Promotora de Olinda questiona decisão de soltar acusado de estupro e ameaça

Segundo o site http://g1.globo.com/pernambuco:

Preso no dia 17 de julho deste ano por ameaçar a vítima e família, ele foi solto no dia 2 de agosto, 22 dias antes do julgamento do crime. 'Para aprender a gostar de homem', ele disse durante estupro, segundo acusação.Promotora da 3ª Vara Criminal do Ministério Público de Pernambuco (MPPE), Henriqueta de Belli (Foto: Thays Estarque/G1)Faltando 22 dias para o julgamento, a promotora da 3ª Vara Criminal do Ministério Público de Pernambuco (MPPE), Henriqueta de Belli, questiona a decisão do desembargador Fábio Eugênio Oliveira Lima de soltar, no dia 2 deste mês, o acusado de estuprar uma jovem de 18 anos em 2015. A prisão do homem, de 31 anos, se deu pelas diversas ameaças que a vítima e sua família sofriam desde março deste ano. Com a soltura, a promotora se preocupa com a segurança da jovem.

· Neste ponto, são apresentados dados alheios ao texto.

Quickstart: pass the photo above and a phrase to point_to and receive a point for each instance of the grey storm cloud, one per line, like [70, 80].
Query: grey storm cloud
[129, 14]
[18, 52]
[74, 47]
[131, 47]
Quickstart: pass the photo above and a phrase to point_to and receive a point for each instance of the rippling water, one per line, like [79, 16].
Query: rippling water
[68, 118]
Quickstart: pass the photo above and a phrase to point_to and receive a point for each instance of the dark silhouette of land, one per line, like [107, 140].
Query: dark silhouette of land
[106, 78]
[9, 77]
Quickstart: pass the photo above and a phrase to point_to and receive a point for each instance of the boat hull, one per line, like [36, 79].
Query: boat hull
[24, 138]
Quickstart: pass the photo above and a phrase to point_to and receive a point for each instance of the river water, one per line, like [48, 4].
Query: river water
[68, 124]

O estupro ocorreu no dia 28 de dezembro de 2015, em Jardim Atlântico, Olinda, na casa da vítima. De acordo com a acusação, sob a justificativa de apresentar a programação do grupo de jovens, o homem, que era membro de uma igreja e responsável pela evangelização, aproveitou um momento em que a jovem estava sozinha para praticar o crime.
“Ela estava só em casa e, em determinado momento, ele pediu para ir ao banheiro. Ele já saiu de lá nu e com o preservativo. Arrastou a vítima da sala para o quarto, onde ocorreu o estupro. Ela lutou muito com ele, tentou se defender. Durante o ato, ele disse: ‘isso é para você gostar de homem’”, contou a promotora ao dizer que a vítima mantinha um relacionamento com outra jovem na época.
O questionamento da promotora ocorreu na manhã desta sexta-feira (4), na sede do MPPE em Olinda. No local, ela conversou com a vítima e a mãe da jovem sobre o ocorrido. Advogados de centros de apoio estiveram presentes na reunião e se colocaram a disposição para representá-la. Vítima e mãe preferiram não gravar entrevista.
"Ela [vítima] vinha revelando dificuldades de viver na comunidade e também medo de que algo grave acontecesse com o acusado solto"
“Como o habeas corpus foi decidido em liminar, a gente gostaria muito que, no mérito, os desembargadores analisassem, realmente, os motivos que levaram a juíza a decretar a prisão dele. Porque ela [vítima] vinha revelando dificuldades de viver na comunidade e também medo de que algo grave acontecesse com o acusado solto. Inclusive, houve uma situação bem específica antes da prisão que ele estava conduzindo o carro em via pública, visualizou ela e jogou o carro nela”, pontuou.
Procurado pelo G1, o Tribunal de Justiça de Pernambuco (TJPE) informou, pelo telefone através da assessoria de comunicação, que "o desembargador não se pronuncia sobre o caso porque o processo corre em segredo de justiça".

Processo

Com medo de contar sobre o estupro, a vítima só denunciou o crime em 2016, quando soube que o homem teria feito outra vítima, também do grupo de evangelização da igreja. Segundo a promotora, as ameaças começaram logo após o homem descobrir o processo penal em andamento. No mesmo período ele foi expulso da igreja.
“Ele começou a direcionar ameaças de morte. Ele também hostilizava ela através de amigos e frequentadores da igreja. Ela já estava com dificuldade de ir à padaria e de frequentar a própria escola”, conta.
Sem data definida, a promotora se apega a sessão de apreciação do mérito da prisão preventiva pela Câmara Criminal do Tribunal de Justiça de Pernambuco (TJPE). No encontro, o colegiado de desembargadores pode voltar atrás da decisão emitida no dia 2 deste mês.
“Esse tipo de decisão acaba desestimulando as vítimas de denunciarem seus agressores. Nós temos um alto índice de desistência também pelas dificuldades que as vítimas têm no acesso à Justiça e nos órgãos públicos. Dificuldade em ser ouvida nas suas demandas de insegurança e proteção. Esse tipo de demanda que viola vários direitos, que envolve uma possível homofobia, machismo e misoginia, é um crime que precisa, de fato, ser coibido pela Justiça de forma muito objetiva para, justamente, incentivar que outras vítimas a denunciar e se sentirem acolhidas pelo sistema”, concluiu.